На это мы скажем: духовенство выходит на служение міру не из пустынного острова. Оно родится, растёт и живёт в том же міре, которому потом служит. Стало быть не может не знать и хороших, и дурных его сторон. Но когда мы делаемся пастырями, то, по особенностям нашего служения, мы узнаём общество лучше, чем кто-либо другой. Но от знания до слова, или обличения, ещё далеко. Недуги общества мы знаем хорошо; но, как я сказал уже, не можем говорить всего, что находили бы нужным говорить, потому что проповеди наши находятся под двумя цензурами. Первая — это в городе особый цензор священник, в уезде — благочинный. Ни тот, ни другой, из опасений строгой ответственности, не дозволят вам говорить ничего резко обличительного обществу. За этой цензурой есть вторая цензура, — это обличаемое общество. Эта вторая цензура есть самая строгая и самая неумолимая. Она не допустит вам не только разглагольствий, но и ни одного, самого лёгкого намёка на его пороки. Намекните только на его пороки, — и оно поднимет на вас все силы злобы, ненависти, мщения, предаст вас суду тех, пороки которых вы обличали, — и вы погибли на век... Многие примеры такого рода научили нас быть до последней степени осторожными. А при таком порядке дела всякая ревность самого честного проповедника улегается невольно. Следовательно, ревность неопытного проповедника, поступившего в наше общество из другого сословия, как лица, незнакомого с нашим бытом и обстановкой, послужила бы ему же, прежде всего, к его же погибели. А погибель его дала бы обществу повод держать себя, в отношении к проповеднику, ещё, так сказать, кичливее и быть взыскательнее. Ревностный же обличитель общественных недугов, не имеющий возможности удовлетворять своему рвению, был бы в тягость самому себе.
«Этот кастовый дух нашего духовенства будет жить до тех пор, пока будут существовать специальные учебные заведения для детей духовного звания».
Учебных заведений, исключительно для детей духовного звания, нет. Об этом мною говорено уже было. Специальные же учебные заведения для готовящихся в духовное звание необходимы. Истины веры настолько велики и важны, что составляют целую науку и требуют глубокого, всестороннего и многолетнего изучения, чтобы понимать их согласно учению православной церкви. Можно быть плохим химиком, плохим ботаником, зоологом и под. Вред для слушателей будет только в том, что они меньше будут знать эти науки. Но православному проповеднику не знать основательно православного учения нельзя. Пашковы и бесчисленное множество подобных им у нас на глазах. «Малейшие недостатки в знании веры, как справедливо замечает «Церковно-общественный Вестник», могут породить печальные последствия. Самая терминология, когда придётся говорить о предметах духовных, запутает человека неопытного, вовлечёт в ересь, раскол, породит целую массу курьёзных суждений о предметах веры и нравственности или же заставит разливаться в пустых фразах, ничего не говорящих уму и сердцу слушателя поучений». Поэтому, одного богословского отделения, без предварительной подготовки, недостаточно.

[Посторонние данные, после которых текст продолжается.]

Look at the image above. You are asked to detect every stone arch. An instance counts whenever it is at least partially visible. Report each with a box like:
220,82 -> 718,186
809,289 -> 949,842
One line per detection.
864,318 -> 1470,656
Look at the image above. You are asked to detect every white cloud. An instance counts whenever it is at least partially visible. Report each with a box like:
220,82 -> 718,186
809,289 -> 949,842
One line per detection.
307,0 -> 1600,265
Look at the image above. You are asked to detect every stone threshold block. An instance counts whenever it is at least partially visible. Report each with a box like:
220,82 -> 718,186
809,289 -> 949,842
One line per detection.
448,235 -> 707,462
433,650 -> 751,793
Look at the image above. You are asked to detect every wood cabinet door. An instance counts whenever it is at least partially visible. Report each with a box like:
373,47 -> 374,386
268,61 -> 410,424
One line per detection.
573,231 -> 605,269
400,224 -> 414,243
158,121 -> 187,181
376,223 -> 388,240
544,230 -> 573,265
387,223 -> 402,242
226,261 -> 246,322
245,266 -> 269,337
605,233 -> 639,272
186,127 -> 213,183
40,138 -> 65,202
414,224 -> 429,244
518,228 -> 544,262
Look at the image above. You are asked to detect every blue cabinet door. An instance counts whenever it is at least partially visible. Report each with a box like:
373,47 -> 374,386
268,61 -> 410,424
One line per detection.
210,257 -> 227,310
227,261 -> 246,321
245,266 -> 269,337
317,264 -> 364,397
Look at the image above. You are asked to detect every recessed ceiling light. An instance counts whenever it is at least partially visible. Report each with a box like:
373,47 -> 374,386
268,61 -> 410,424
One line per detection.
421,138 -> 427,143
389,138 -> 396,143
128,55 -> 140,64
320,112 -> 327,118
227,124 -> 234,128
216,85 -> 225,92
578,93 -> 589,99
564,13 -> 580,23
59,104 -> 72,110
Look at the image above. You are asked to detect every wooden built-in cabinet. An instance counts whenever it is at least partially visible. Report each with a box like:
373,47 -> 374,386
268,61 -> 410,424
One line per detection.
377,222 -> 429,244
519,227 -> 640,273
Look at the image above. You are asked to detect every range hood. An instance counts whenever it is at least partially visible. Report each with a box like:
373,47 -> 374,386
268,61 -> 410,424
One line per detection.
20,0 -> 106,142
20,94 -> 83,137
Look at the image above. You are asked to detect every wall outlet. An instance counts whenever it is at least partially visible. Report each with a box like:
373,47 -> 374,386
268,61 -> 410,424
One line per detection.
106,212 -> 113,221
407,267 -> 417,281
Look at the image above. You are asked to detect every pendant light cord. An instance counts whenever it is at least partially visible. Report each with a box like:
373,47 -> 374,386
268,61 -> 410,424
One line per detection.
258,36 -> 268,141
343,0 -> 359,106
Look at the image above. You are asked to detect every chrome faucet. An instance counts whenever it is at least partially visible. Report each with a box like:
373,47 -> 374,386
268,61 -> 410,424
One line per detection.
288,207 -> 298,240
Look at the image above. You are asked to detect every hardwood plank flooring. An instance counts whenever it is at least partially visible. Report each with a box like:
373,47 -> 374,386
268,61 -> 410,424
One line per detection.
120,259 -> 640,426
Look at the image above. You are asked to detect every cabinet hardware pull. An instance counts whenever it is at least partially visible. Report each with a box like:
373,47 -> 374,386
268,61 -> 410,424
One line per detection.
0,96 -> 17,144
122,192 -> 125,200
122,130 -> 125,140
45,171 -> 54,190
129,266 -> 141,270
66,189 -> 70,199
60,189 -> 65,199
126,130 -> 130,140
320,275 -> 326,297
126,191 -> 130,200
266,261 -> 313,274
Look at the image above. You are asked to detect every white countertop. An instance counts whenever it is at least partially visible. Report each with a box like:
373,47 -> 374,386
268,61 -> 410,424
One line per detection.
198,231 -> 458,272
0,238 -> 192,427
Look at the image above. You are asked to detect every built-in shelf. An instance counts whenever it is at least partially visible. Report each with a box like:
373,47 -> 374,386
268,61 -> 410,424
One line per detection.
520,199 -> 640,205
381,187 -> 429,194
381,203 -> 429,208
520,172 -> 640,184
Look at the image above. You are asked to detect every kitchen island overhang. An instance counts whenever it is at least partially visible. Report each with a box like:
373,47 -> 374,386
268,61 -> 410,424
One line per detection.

«Не говоря о недостатках программ этих учебных заведений в общеобразовательном отношении, каждое из названных заведений заключает в себе особенную специфическую атмосферу, обращающую пастырское служение в ремесло, непременно наследуемое от пра-праотцев, мертвящую бодрое, чисто религиозное чувство и дело. Вся атмосфера этих учебных заведений проникнута мелочным торгашеством, чиновничьим отношением к делу, бумажным формализмом, крючкотворством и подъячеством и т. д.».
Набор слов без всякого содержания! Такой набор означает только то, что вопрос о духовенстве стал модным вопросом. Все заговорили о духовенстве, и все — один перед другим — стараются чернить его, хотя бы в том, то говорится, правды было слишком мало. В самом деле: приведённые мною слова так бессодержательны, что я не нахожу нужным отвечать на них. Однако ж всё это печатается, как бы ни было бессодержательно, всё пускается в общество, общество читает, и в людях, не вникнувших в бессодержательность слов, увеличивается неприязнь к нам.